Avec la disparition de Richard et de Starobinski, c’est tout un moment de l’histoire littéraire de langue française qui s’éloigne un peu de nous. Ils étaient tous les deux, avec Poulet, les meilleurs représentants de la critique thématique, et ils étaient associés à l’école de Genève. Au tout début des années 1950, par l’entremise de Poulet, ils lisent mutuellement leurs textes sur Stendhal, encore inédits, et y découvrent des coïncidences « merveilleuses [12] ». Chacun suit attentivement l’œuvre de l’autre, et ils échangent des lettres au moment de leurs lectures croisées. Starobinski invite Richard à Genève en 1970 pour un séminaire sur Proust. Richard remercie Starobinski pour son texte sur « L’échelle de températures », qui lui sert pour un cours sur Bouvard et Pécuchet dans les années 1980. Dans une lettre de 2005, ils évoquent encore la mémoire de Georges Poulet, qui fut un mentor pour eux deux. Ils pratiquent cependant un style critique propre et ne s’intéressent que ponctuellement aux mêmes écrivains. Mais ils appréciaient tous les deux les marches alpestres. Dans les sentiers, pentes, reliefs et hauteurs, ils retrouvent peut-être une expérience de l’espace qui leur rappelle l’espace intérieur des œuvres. Cheminons à leurs côtés, leurs textes sont des paysages d’encre.

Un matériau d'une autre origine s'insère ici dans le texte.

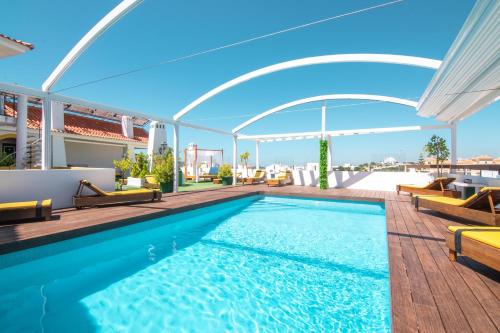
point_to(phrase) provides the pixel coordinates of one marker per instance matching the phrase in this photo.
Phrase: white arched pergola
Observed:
(323, 98)
(319, 60)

  1. Entretien de Mathieu Bénézet avec Jean-Pierre Richard, France Culture, 10 janvier 1977.
  2. Jean-Pierre Richard, Littérature et sensation, Seuil, 1954, p. 16.
  3. Entretien de Mathieu Bénézet avec Jean-Pierre Richard, loc. cit.
  4. Lettre de Jean-Pierre Richard à Georges Poulet, 11 octobre 1986. Archives littéraires suisses.
  5. Lettre de Jean-Pierre Richard à Jean Starobinski, 11 octobre 1986. Archives littéraires suisses.
  6. Jean Starobinski, « La relation critique », in La relation critique, Gallimard, 2001 [1970], p. 17.
  7. Jean Starobinski, La parole est à moitié à celuy qui parle…, La Dogana, 2009, p. 19.
  8. Entretien de Colette Fellous avec Jean Starobinski, « Genève, rendez-vous avec Jean Starobinski », Carnet nomade, France Culture, 5 janvier 2013.
  9. Ibid. Il présidera aussi les Rencontres internationales de Genève de 1965 à 1996, mais il y tient un rôle actif dès la première rencontre en 1946 et il rejoindra le comité d’organisation deux ans après, en 1949.
  10. Pour reprendre l’expression de Starobinski sur la spécificité de l’écrivain romand, Starobinski, « L’écart romanesque », in Jean-Jacques Rousseau. La transparence et l’obstacle, Gallimard, 1971 [1957], p. 392-414.
  11. C’est « à près de 1 000 mètres d’altitude », dans les Alpes, que Richard lit La transparence et l’obstacle et qu’il fait l’épreuve d’une « fraternité violemment ressentie » avec les « démarches » de Starobinski. Lettre de J.-P. Richard à Jean Starobinski, Madrid, sans date. Archives littéraires suisses.
  12. Lettre de Jean-Pierre Richard à Jean Starobinski, Londres, 15 décembre [sans année]. Archives littéraires suisses.